Waterberg Plateau Park has played a vital role in breeding species for the restocking of other parks and conservation areas. Towering sandstone cliffs, dinosaur footprints, mysterious rock engravings and some of Namibia’s most  rare and valuable game species are synonymous with the Waterberg Plateau Park.

In 1904, Waterberg was the scene of a battle between Herero warriors and German colonial forces. The Herero fighters suffered a bitter defeat against their oppressors and thousands of lives were lost in the ensuing retreat across the Omaheke Region into Botswana.

The park has been zoned into management areas for wilderness, trophy hunting and tourism. Within the park Waterberg Resort, previously known as Bernabé de la Bat Rest Camp is one of Namibia’s most visited resorts, while thousands of surrounding community members receive training at the Okatjikona Environmental Education Centre annually.

Park size: 405 km²

Proclamation: 1972

Natural features: A 50-km-long porous sandstone mountain with abundant game, unique vegetation and a series of permanent springs at the foot of the plateau.

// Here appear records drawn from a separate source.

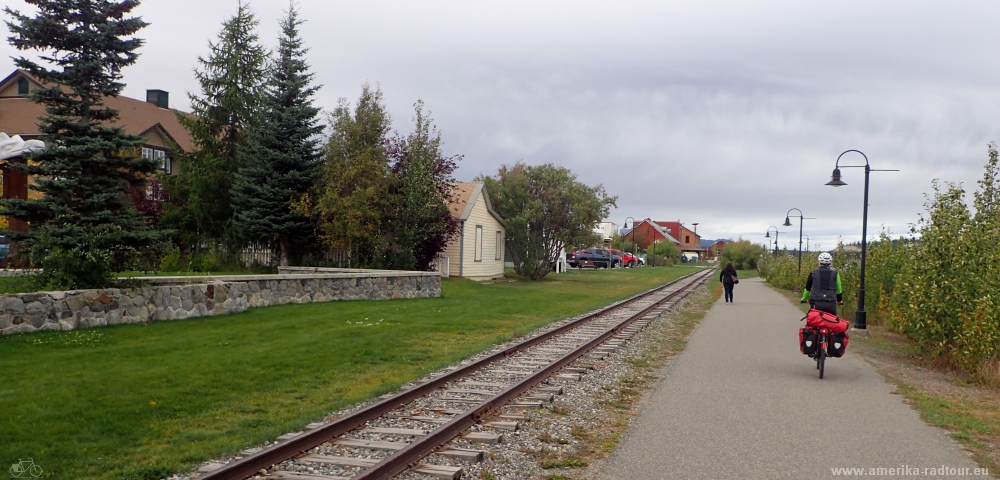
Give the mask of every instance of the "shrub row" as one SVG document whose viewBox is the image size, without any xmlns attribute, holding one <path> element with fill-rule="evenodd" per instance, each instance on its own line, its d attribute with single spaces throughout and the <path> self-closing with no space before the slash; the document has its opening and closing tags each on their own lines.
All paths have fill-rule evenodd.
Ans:
<svg viewBox="0 0 1000 480">
<path fill-rule="evenodd" d="M 967 372 L 997 370 L 1000 345 L 1000 171 L 996 144 L 972 208 L 965 191 L 933 183 L 926 212 L 911 227 L 911 239 L 883 231 L 868 246 L 865 309 L 869 323 L 885 323 L 926 352 Z M 761 276 L 779 288 L 805 284 L 816 268 L 803 257 L 802 274 L 787 253 L 760 259 Z M 834 265 L 844 287 L 843 312 L 856 310 L 860 254 L 839 246 Z M 846 315 L 846 313 L 845 313 Z"/>
</svg>

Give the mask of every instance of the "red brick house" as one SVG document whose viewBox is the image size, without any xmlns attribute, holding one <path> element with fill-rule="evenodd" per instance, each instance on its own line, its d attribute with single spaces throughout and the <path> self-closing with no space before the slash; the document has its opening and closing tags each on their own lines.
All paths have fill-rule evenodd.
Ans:
<svg viewBox="0 0 1000 480">
<path fill-rule="evenodd" d="M 697 253 L 704 256 L 705 247 L 701 246 L 701 236 L 697 232 L 684 226 L 680 220 L 676 222 L 655 222 L 662 227 L 670 236 L 677 239 L 681 253 Z"/>
<path fill-rule="evenodd" d="M 705 258 L 719 258 L 724 248 L 726 248 L 726 241 L 716 240 L 715 243 L 706 247 Z"/>
<path fill-rule="evenodd" d="M 657 225 L 657 222 L 648 218 L 640 222 L 636 222 L 635 226 L 632 227 L 631 230 L 626 231 L 622 237 L 626 241 L 632 241 L 634 238 L 636 246 L 643 250 L 649 248 L 649 246 L 653 244 L 654 239 L 656 239 L 657 243 L 666 241 L 673 242 L 674 245 L 677 245 L 678 247 L 680 246 L 680 242 L 677 241 L 673 235 L 667 232 L 667 230 L 660 225 Z"/>
</svg>

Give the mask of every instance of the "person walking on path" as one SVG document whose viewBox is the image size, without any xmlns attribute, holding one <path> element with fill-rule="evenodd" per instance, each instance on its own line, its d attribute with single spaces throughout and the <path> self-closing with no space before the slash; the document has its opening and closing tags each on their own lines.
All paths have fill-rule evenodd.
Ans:
<svg viewBox="0 0 1000 480">
<path fill-rule="evenodd" d="M 830 267 L 833 257 L 829 253 L 819 254 L 819 268 L 809 273 L 806 288 L 802 291 L 802 303 L 834 315 L 837 305 L 844 304 L 844 287 L 840 283 L 840 273 Z"/>
<path fill-rule="evenodd" d="M 719 281 L 726 289 L 726 303 L 733 303 L 733 285 L 740 283 L 740 279 L 736 278 L 736 267 L 733 267 L 733 262 L 727 263 L 726 268 L 719 272 Z"/>
</svg>

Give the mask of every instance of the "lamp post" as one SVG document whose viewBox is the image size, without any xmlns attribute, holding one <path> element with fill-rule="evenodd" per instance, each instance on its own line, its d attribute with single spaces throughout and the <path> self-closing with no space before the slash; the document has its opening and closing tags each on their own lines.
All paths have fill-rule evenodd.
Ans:
<svg viewBox="0 0 1000 480">
<path fill-rule="evenodd" d="M 691 225 L 694 225 L 694 238 L 698 240 L 698 248 L 701 248 L 701 237 L 698 236 L 698 222 L 692 222 Z M 698 261 L 701 261 L 701 254 L 698 254 Z"/>
<path fill-rule="evenodd" d="M 875 170 L 868 163 L 868 156 L 861 150 L 846 150 L 837 157 L 837 163 L 833 166 L 833 174 L 830 181 L 826 182 L 831 187 L 842 187 L 847 185 L 840 179 L 840 158 L 849 152 L 860 153 L 865 159 L 864 165 L 844 165 L 844 168 L 865 169 L 865 208 L 861 217 L 861 279 L 858 284 L 858 310 L 854 313 L 854 328 L 865 330 L 868 328 L 868 312 L 865 311 L 865 260 L 868 256 L 868 176 L 871 172 L 898 172 L 899 170 Z"/>
<path fill-rule="evenodd" d="M 764 238 L 771 238 L 771 229 L 774 229 L 774 256 L 778 257 L 778 227 L 771 226 L 767 227 L 767 233 L 764 234 Z"/>
<path fill-rule="evenodd" d="M 808 251 L 810 251 L 809 250 L 809 235 L 803 235 L 803 237 L 806 237 L 806 251 L 808 252 Z"/>
<path fill-rule="evenodd" d="M 791 209 L 788 210 L 788 213 L 785 213 L 785 223 L 783 223 L 782 225 L 784 225 L 786 227 L 791 227 L 792 226 L 792 222 L 791 222 L 791 220 L 790 220 L 790 218 L 788 216 L 789 213 L 792 213 L 792 210 L 798 210 L 798 212 L 799 212 L 799 215 L 798 215 L 798 217 L 799 217 L 799 275 L 802 275 L 802 220 L 805 220 L 805 219 L 816 220 L 816 219 L 814 217 L 804 217 L 804 216 L 802 216 L 802 210 L 799 210 L 797 208 L 791 208 Z"/>
<path fill-rule="evenodd" d="M 632 256 L 635 256 L 635 219 L 632 217 L 625 217 L 625 228 L 628 228 L 628 221 L 632 220 Z M 624 245 L 623 245 L 624 246 Z M 624 249 L 623 249 L 624 250 Z"/>
<path fill-rule="evenodd" d="M 653 232 L 653 264 L 650 265 L 649 267 L 653 268 L 655 266 L 656 266 L 656 232 Z"/>
</svg>

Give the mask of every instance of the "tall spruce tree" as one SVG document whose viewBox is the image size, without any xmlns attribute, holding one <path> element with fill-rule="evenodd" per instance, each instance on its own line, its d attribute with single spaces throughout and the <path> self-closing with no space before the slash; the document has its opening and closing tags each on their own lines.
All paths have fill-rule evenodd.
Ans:
<svg viewBox="0 0 1000 480">
<path fill-rule="evenodd" d="M 281 20 L 278 52 L 268 71 L 260 121 L 248 130 L 246 164 L 233 182 L 236 232 L 245 241 L 277 244 L 281 265 L 288 266 L 294 247 L 313 230 L 312 221 L 292 209 L 316 181 L 317 137 L 323 131 L 305 61 L 308 49 L 299 38 L 298 12 L 289 5 Z"/>
<path fill-rule="evenodd" d="M 118 112 L 104 105 L 125 84 L 121 70 L 138 58 L 147 24 L 128 15 L 138 0 L 25 0 L 30 17 L 4 8 L 14 48 L 41 52 L 47 68 L 24 57 L 17 66 L 45 88 L 31 99 L 45 106 L 39 130 L 47 148 L 30 162 L 11 164 L 34 179 L 35 200 L 6 199 L 0 215 L 26 220 L 29 233 L 11 232 L 50 288 L 98 287 L 113 272 L 142 268 L 161 239 L 129 202 L 126 188 L 143 189 L 156 171 L 137 154 L 143 139 L 111 126 Z"/>
<path fill-rule="evenodd" d="M 194 116 L 178 115 L 195 151 L 177 155 L 179 174 L 166 179 L 171 198 L 165 225 L 184 247 L 222 242 L 234 251 L 233 178 L 245 165 L 248 132 L 259 118 L 268 52 L 259 44 L 258 21 L 249 5 L 222 24 L 208 58 L 198 57 L 201 95 L 188 94 Z"/>
</svg>

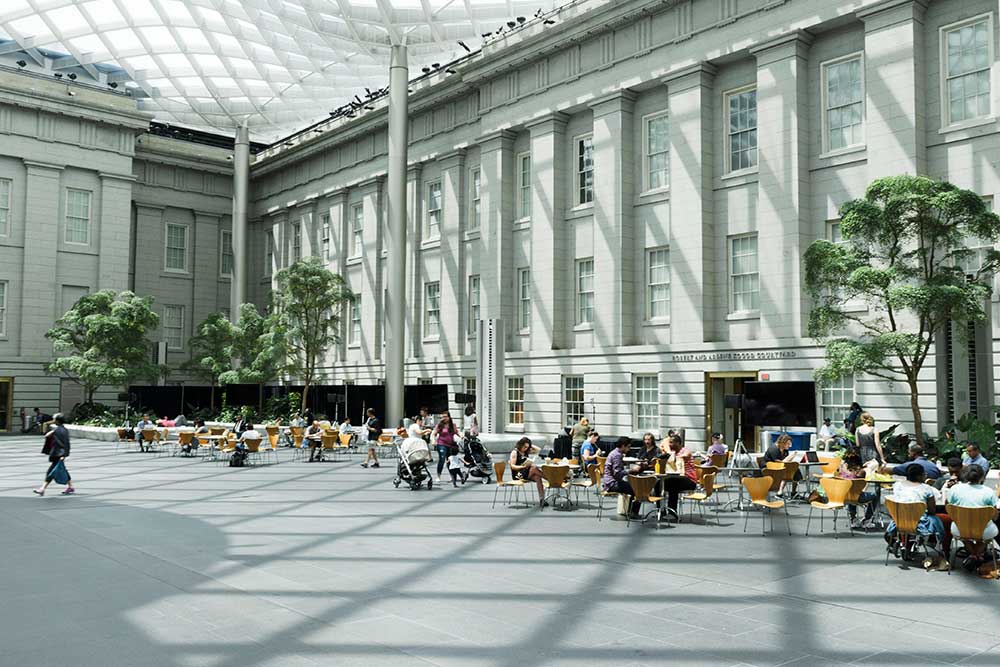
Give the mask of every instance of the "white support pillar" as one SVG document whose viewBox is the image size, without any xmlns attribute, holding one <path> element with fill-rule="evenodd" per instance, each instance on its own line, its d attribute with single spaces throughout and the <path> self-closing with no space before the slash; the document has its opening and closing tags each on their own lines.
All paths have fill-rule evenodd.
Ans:
<svg viewBox="0 0 1000 667">
<path fill-rule="evenodd" d="M 229 293 L 229 318 L 236 322 L 240 304 L 247 300 L 247 203 L 250 189 L 250 128 L 247 121 L 236 130 L 233 151 L 233 282 Z"/>
<path fill-rule="evenodd" d="M 504 331 L 514 324 L 514 133 L 498 130 L 479 139 L 480 206 L 482 246 L 479 267 L 480 305 L 483 319 L 500 319 Z M 506 221 L 506 222 L 505 222 Z M 473 323 L 476 326 L 476 323 Z M 504 341 L 506 350 L 506 341 Z"/>
<path fill-rule="evenodd" d="M 384 424 L 403 414 L 403 362 L 406 350 L 406 162 L 409 144 L 409 68 L 406 46 L 394 44 L 389 62 L 389 168 L 386 201 L 389 218 L 388 291 L 385 328 Z"/>
</svg>

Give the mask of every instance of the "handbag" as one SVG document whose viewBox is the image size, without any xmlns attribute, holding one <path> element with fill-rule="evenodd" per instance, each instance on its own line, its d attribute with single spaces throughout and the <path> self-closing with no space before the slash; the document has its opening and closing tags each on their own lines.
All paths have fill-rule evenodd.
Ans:
<svg viewBox="0 0 1000 667">
<path fill-rule="evenodd" d="M 66 470 L 66 463 L 64 461 L 56 463 L 49 475 L 56 484 L 66 484 L 69 481 L 69 471 Z"/>
<path fill-rule="evenodd" d="M 52 454 L 52 450 L 55 449 L 55 446 L 56 446 L 55 431 L 49 431 L 48 433 L 45 434 L 45 444 L 42 445 L 42 454 L 50 456 Z"/>
</svg>

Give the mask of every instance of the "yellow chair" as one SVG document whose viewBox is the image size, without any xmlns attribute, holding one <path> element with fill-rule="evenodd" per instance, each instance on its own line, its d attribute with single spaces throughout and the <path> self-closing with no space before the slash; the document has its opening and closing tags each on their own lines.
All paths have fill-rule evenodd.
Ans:
<svg viewBox="0 0 1000 667">
<path fill-rule="evenodd" d="M 889 554 L 906 561 L 910 560 L 910 551 L 915 547 L 922 547 L 924 557 L 929 558 L 930 536 L 917 530 L 920 519 L 927 512 L 927 503 L 897 503 L 892 498 L 886 498 L 885 509 L 896 523 L 896 535 L 885 547 L 885 564 L 889 564 Z M 930 548 L 938 551 L 936 547 Z"/>
<path fill-rule="evenodd" d="M 251 459 L 260 460 L 260 438 L 254 438 L 253 440 L 247 439 L 243 441 L 243 444 L 247 446 L 247 462 L 249 463 Z"/>
<path fill-rule="evenodd" d="M 216 451 L 213 452 L 212 456 L 219 462 L 219 465 L 229 462 L 229 457 L 233 455 L 236 451 L 236 440 L 226 438 L 225 440 L 216 440 Z"/>
<path fill-rule="evenodd" d="M 861 494 L 864 493 L 865 489 L 868 487 L 868 480 L 866 480 L 866 479 L 852 479 L 852 480 L 850 480 L 850 482 L 851 482 L 851 490 L 847 493 L 847 500 L 844 501 L 845 505 L 847 505 L 848 507 L 852 507 L 852 506 L 855 507 L 856 508 L 855 512 L 856 512 L 857 510 L 861 509 L 862 507 L 868 507 L 868 505 L 872 505 L 872 504 L 875 504 L 875 503 L 878 502 L 878 498 L 877 497 L 870 498 L 868 500 L 868 502 L 864 502 L 864 503 L 861 502 Z M 872 517 L 873 517 L 873 519 L 874 518 L 878 518 L 879 525 L 884 528 L 885 526 L 884 526 L 884 524 L 882 522 L 881 515 L 882 515 L 882 513 L 879 512 L 878 511 L 878 507 L 876 507 L 874 514 L 872 514 Z M 855 514 L 855 516 L 857 516 L 857 514 Z M 848 524 L 848 525 L 850 525 L 850 524 Z M 852 531 L 854 530 L 854 526 L 851 526 L 851 530 Z"/>
<path fill-rule="evenodd" d="M 819 515 L 819 532 L 821 533 L 823 532 L 822 512 L 833 512 L 833 537 L 836 539 L 839 537 L 837 534 L 837 513 L 846 507 L 847 494 L 851 492 L 851 480 L 823 477 L 819 480 L 819 485 L 826 492 L 826 502 L 821 503 L 818 500 L 813 500 L 809 503 L 809 519 L 806 521 L 806 535 L 809 534 L 809 524 L 812 523 L 813 510 L 817 509 L 821 510 Z M 851 533 L 851 535 L 853 534 Z"/>
<path fill-rule="evenodd" d="M 141 440 L 139 441 L 139 449 L 144 452 L 151 452 L 153 448 L 156 447 L 157 442 L 160 440 L 160 432 L 155 428 L 144 428 L 142 429 Z"/>
<path fill-rule="evenodd" d="M 126 445 L 129 449 L 131 449 L 135 444 L 135 436 L 129 435 L 127 428 L 118 429 L 118 442 L 115 443 L 115 454 L 118 453 L 118 448 L 122 445 Z"/>
<path fill-rule="evenodd" d="M 639 503 L 639 511 L 642 511 L 642 506 L 645 503 L 652 503 L 656 507 L 657 513 L 657 527 L 659 527 L 659 503 L 663 500 L 663 496 L 654 496 L 653 489 L 656 488 L 656 482 L 658 480 L 653 475 L 629 475 L 628 483 L 632 487 L 632 500 Z M 645 522 L 646 518 L 643 517 L 642 521 Z M 631 525 L 632 523 L 632 503 L 629 503 L 629 507 L 625 511 L 625 525 Z"/>
<path fill-rule="evenodd" d="M 716 474 L 717 473 L 714 473 L 714 472 L 704 472 L 704 473 L 702 473 L 702 475 L 701 475 L 701 489 L 702 490 L 701 491 L 695 491 L 693 493 L 688 493 L 686 495 L 681 496 L 681 500 L 682 501 L 684 501 L 684 500 L 691 500 L 691 501 L 697 503 L 697 505 L 698 505 L 698 513 L 701 514 L 701 517 L 703 519 L 705 518 L 705 501 L 708 500 L 709 498 L 711 498 L 712 494 L 715 493 L 715 490 L 716 490 L 716 486 L 715 486 L 715 476 L 716 476 Z M 680 508 L 678 507 L 677 508 L 677 516 L 680 516 L 680 514 L 681 514 L 681 511 L 680 511 Z M 690 518 L 691 518 L 692 521 L 694 520 L 694 509 L 693 508 L 691 510 L 691 513 L 690 513 Z M 719 525 L 720 526 L 722 525 L 722 520 L 721 519 L 719 519 Z"/>
<path fill-rule="evenodd" d="M 176 453 L 182 454 L 186 453 L 189 456 L 194 456 L 194 431 L 181 431 L 177 434 L 177 450 Z M 187 448 L 185 452 L 184 449 Z"/>
<path fill-rule="evenodd" d="M 764 469 L 761 472 L 764 473 L 765 477 L 771 478 L 769 492 L 777 493 L 781 488 L 781 483 L 785 481 L 785 464 L 781 461 L 769 461 L 764 464 Z"/>
<path fill-rule="evenodd" d="M 226 427 L 225 426 L 209 426 L 208 427 L 208 434 L 209 435 L 222 435 L 225 432 L 226 432 Z"/>
<path fill-rule="evenodd" d="M 597 466 L 587 466 L 586 477 L 574 479 L 570 486 L 576 491 L 576 504 L 580 504 L 580 490 L 593 489 L 601 485 L 601 478 L 598 476 Z"/>
<path fill-rule="evenodd" d="M 302 440 L 305 438 L 305 429 L 301 426 L 292 426 L 288 431 L 292 434 L 292 444 L 295 447 L 301 448 Z"/>
<path fill-rule="evenodd" d="M 766 472 L 766 471 L 765 471 Z M 785 524 L 788 526 L 788 534 L 792 534 L 792 526 L 788 522 L 788 508 L 785 506 L 784 500 L 768 500 L 767 494 L 771 491 L 771 487 L 774 485 L 775 480 L 780 478 L 772 479 L 769 475 L 763 475 L 761 477 L 744 477 L 741 481 L 743 486 L 746 488 L 747 493 L 750 494 L 750 504 L 759 507 L 761 509 L 760 513 L 760 534 L 764 535 L 764 515 L 770 515 L 771 517 L 771 531 L 774 532 L 774 510 L 780 509 L 785 512 Z M 743 521 L 743 532 L 747 532 L 747 524 L 750 521 L 750 513 L 747 512 L 746 519 Z"/>
<path fill-rule="evenodd" d="M 207 433 L 199 433 L 195 436 L 198 441 L 198 453 L 202 458 L 215 456 L 215 443 L 208 437 Z"/>
<path fill-rule="evenodd" d="M 324 455 L 329 452 L 333 461 L 340 460 L 338 454 L 343 451 L 343 447 L 340 446 L 340 439 L 337 436 L 332 433 L 324 433 L 320 436 L 320 442 L 323 445 Z"/>
<path fill-rule="evenodd" d="M 983 532 L 986 527 L 990 525 L 993 521 L 993 517 L 996 516 L 996 508 L 994 507 L 959 507 L 958 505 L 946 505 L 948 509 L 948 516 L 951 517 L 952 525 L 958 531 L 958 538 L 962 540 L 962 543 L 968 548 L 970 545 L 983 545 L 985 552 L 987 554 L 993 554 L 993 569 L 997 569 L 997 546 L 995 540 L 984 540 Z M 948 568 L 948 574 L 955 567 L 955 554 L 958 553 L 958 548 L 955 548 L 954 554 L 949 554 L 948 561 L 951 567 Z"/>
<path fill-rule="evenodd" d="M 512 479 L 510 481 L 504 481 L 503 474 L 506 470 L 506 461 L 493 462 L 493 476 L 496 478 L 497 488 L 493 491 L 493 505 L 491 507 L 497 506 L 497 494 L 500 493 L 501 488 L 504 491 L 504 503 L 507 502 L 507 498 L 510 494 L 513 494 L 514 497 L 517 498 L 517 492 L 520 490 L 521 495 L 524 497 L 524 503 L 528 504 L 528 496 L 524 494 L 524 480 Z"/>
<path fill-rule="evenodd" d="M 839 457 L 828 458 L 823 461 L 823 465 L 819 467 L 819 472 L 814 472 L 812 474 L 816 479 L 821 479 L 823 477 L 833 477 L 840 470 L 841 459 Z"/>
<path fill-rule="evenodd" d="M 722 470 L 729 463 L 729 452 L 725 454 L 712 454 L 708 458 L 714 467 Z"/>
<path fill-rule="evenodd" d="M 281 426 L 278 424 L 268 424 L 264 427 L 267 431 L 267 442 L 274 450 L 278 449 L 278 437 L 281 434 Z"/>
<path fill-rule="evenodd" d="M 555 507 L 555 499 L 562 497 L 564 494 L 560 491 L 565 491 L 565 498 L 569 504 L 573 504 L 573 501 L 569 497 L 569 476 L 571 468 L 569 466 L 560 465 L 544 465 L 541 466 L 542 471 L 542 486 L 545 487 L 545 496 L 542 498 L 542 508 L 545 507 L 544 500 L 549 497 L 549 491 L 555 491 L 553 494 L 553 507 Z"/>
</svg>

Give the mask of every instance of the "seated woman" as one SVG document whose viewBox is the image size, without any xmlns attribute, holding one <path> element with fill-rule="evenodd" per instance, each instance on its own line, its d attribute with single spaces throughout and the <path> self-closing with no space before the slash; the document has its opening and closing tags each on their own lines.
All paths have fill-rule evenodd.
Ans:
<svg viewBox="0 0 1000 667">
<path fill-rule="evenodd" d="M 906 479 L 900 480 L 892 485 L 892 499 L 897 503 L 926 503 L 927 510 L 920 522 L 917 524 L 917 531 L 922 535 L 934 535 L 939 544 L 944 543 L 944 524 L 935 515 L 938 504 L 937 490 L 926 484 L 927 473 L 921 466 L 910 466 L 906 469 Z M 896 522 L 890 521 L 886 526 L 886 539 L 895 533 Z"/>
<path fill-rule="evenodd" d="M 844 461 L 840 464 L 840 469 L 837 471 L 837 477 L 840 479 L 865 479 L 867 473 L 865 471 L 865 466 L 861 462 L 861 456 L 856 453 L 850 453 L 844 457 Z M 847 515 L 851 517 L 851 525 L 857 528 L 858 526 L 868 526 L 871 525 L 872 517 L 875 516 L 875 510 L 879 506 L 879 497 L 882 495 L 882 491 L 879 486 L 875 485 L 875 491 L 862 491 L 861 495 L 858 496 L 858 503 L 865 506 L 865 518 L 859 523 L 858 522 L 858 507 L 857 505 L 847 506 Z"/>
<path fill-rule="evenodd" d="M 718 455 L 721 455 L 721 454 L 725 454 L 728 451 L 729 451 L 729 447 L 726 445 L 726 443 L 722 442 L 722 434 L 721 433 L 713 433 L 712 434 L 712 444 L 708 446 L 708 455 L 709 456 L 718 456 Z"/>
<path fill-rule="evenodd" d="M 695 470 L 691 450 L 684 446 L 678 435 L 668 436 L 661 445 L 666 461 L 665 471 L 670 477 L 663 479 L 663 490 L 667 494 L 667 509 L 677 516 L 677 500 L 682 491 L 693 491 L 698 486 L 698 472 Z"/>
<path fill-rule="evenodd" d="M 631 446 L 632 439 L 622 436 L 608 454 L 608 459 L 604 462 L 604 477 L 601 479 L 601 488 L 605 491 L 620 493 L 623 496 L 633 495 L 632 485 L 628 483 L 628 466 L 624 461 Z M 633 501 L 629 512 L 635 516 L 638 511 L 639 503 Z"/>
<path fill-rule="evenodd" d="M 511 477 L 532 481 L 538 487 L 538 506 L 542 507 L 545 499 L 545 486 L 542 484 L 542 471 L 528 458 L 532 449 L 537 451 L 537 447 L 531 444 L 530 438 L 521 438 L 510 451 L 510 458 L 507 465 L 510 466 Z"/>
<path fill-rule="evenodd" d="M 958 505 L 959 507 L 992 507 L 996 510 L 997 494 L 993 489 L 983 485 L 985 477 L 986 473 L 982 467 L 978 465 L 964 466 L 962 472 L 959 474 L 959 483 L 946 491 L 948 504 Z M 993 518 L 996 519 L 995 511 Z M 952 522 L 951 534 L 956 539 L 958 539 L 958 528 Z M 990 521 L 986 524 L 986 530 L 983 531 L 983 539 L 987 542 L 996 539 L 998 532 L 1000 531 L 998 531 L 997 525 L 993 521 Z M 973 560 L 981 558 L 984 547 L 982 543 L 970 544 L 963 542 L 962 544 Z"/>
<path fill-rule="evenodd" d="M 639 461 L 645 470 L 652 470 L 656 459 L 660 458 L 660 448 L 656 444 L 656 438 L 652 433 L 644 433 L 642 436 L 642 449 L 639 450 Z"/>
<path fill-rule="evenodd" d="M 597 447 L 601 441 L 601 435 L 597 431 L 591 431 L 586 441 L 580 445 L 580 470 L 587 471 L 590 466 L 597 465 L 597 457 L 603 452 Z"/>
</svg>

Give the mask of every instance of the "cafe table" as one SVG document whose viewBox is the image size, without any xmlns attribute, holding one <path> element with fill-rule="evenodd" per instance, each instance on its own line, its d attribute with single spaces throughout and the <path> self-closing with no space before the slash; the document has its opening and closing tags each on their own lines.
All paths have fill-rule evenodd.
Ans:
<svg viewBox="0 0 1000 667">
<path fill-rule="evenodd" d="M 538 467 L 539 468 L 564 468 L 564 469 L 566 469 L 567 472 L 569 472 L 571 474 L 574 471 L 580 469 L 580 466 L 578 466 L 575 463 L 563 463 L 561 461 L 554 461 L 554 462 L 553 461 L 546 461 L 545 463 L 540 464 Z M 569 507 L 573 506 L 573 499 L 569 497 L 569 482 L 570 482 L 571 474 L 566 475 L 566 486 L 565 486 L 566 502 L 569 503 Z M 559 497 L 560 496 L 557 494 L 556 498 L 559 498 Z M 553 500 L 552 506 L 553 506 L 553 508 L 555 507 L 555 501 L 554 500 Z"/>
</svg>

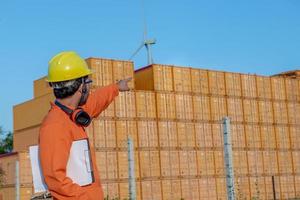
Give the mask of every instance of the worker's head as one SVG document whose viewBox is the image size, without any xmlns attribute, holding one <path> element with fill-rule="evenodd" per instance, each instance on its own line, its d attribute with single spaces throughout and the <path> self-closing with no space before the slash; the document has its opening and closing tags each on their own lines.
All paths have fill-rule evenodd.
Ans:
<svg viewBox="0 0 300 200">
<path fill-rule="evenodd" d="M 87 63 L 77 53 L 69 51 L 55 55 L 49 61 L 47 81 L 58 99 L 80 93 L 79 105 L 86 102 L 89 94 L 88 76 L 91 74 Z"/>
</svg>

Vegetation Tree and Shrub  Savannah Biome. Vegetation type: Northern Kalahari, Thornbush Shrubland. Leadwood tree (Combretum imberbe), silver terminalia (Terminalia sericea), kudu bush (Combretum apiculatum), a variety of acacias (Acacia erioloba, A. erubescens and A. tortilis), laurel fig (Ficus ilicina) and about 140 lichen species.

Wildlife: Buffalo, Roan and sable antelope, Eland, Tsessebe, Leopard, Side-striped jackal. More than 200 bird species, including Hartlaub’s Francolin, Rüppell’s Parrot, Bradfield’s Swift, Monteiro’s Hornbill, Bradfield’s Hornbill, Carp’s Black Tit, Rockrunner, Cape Vulture.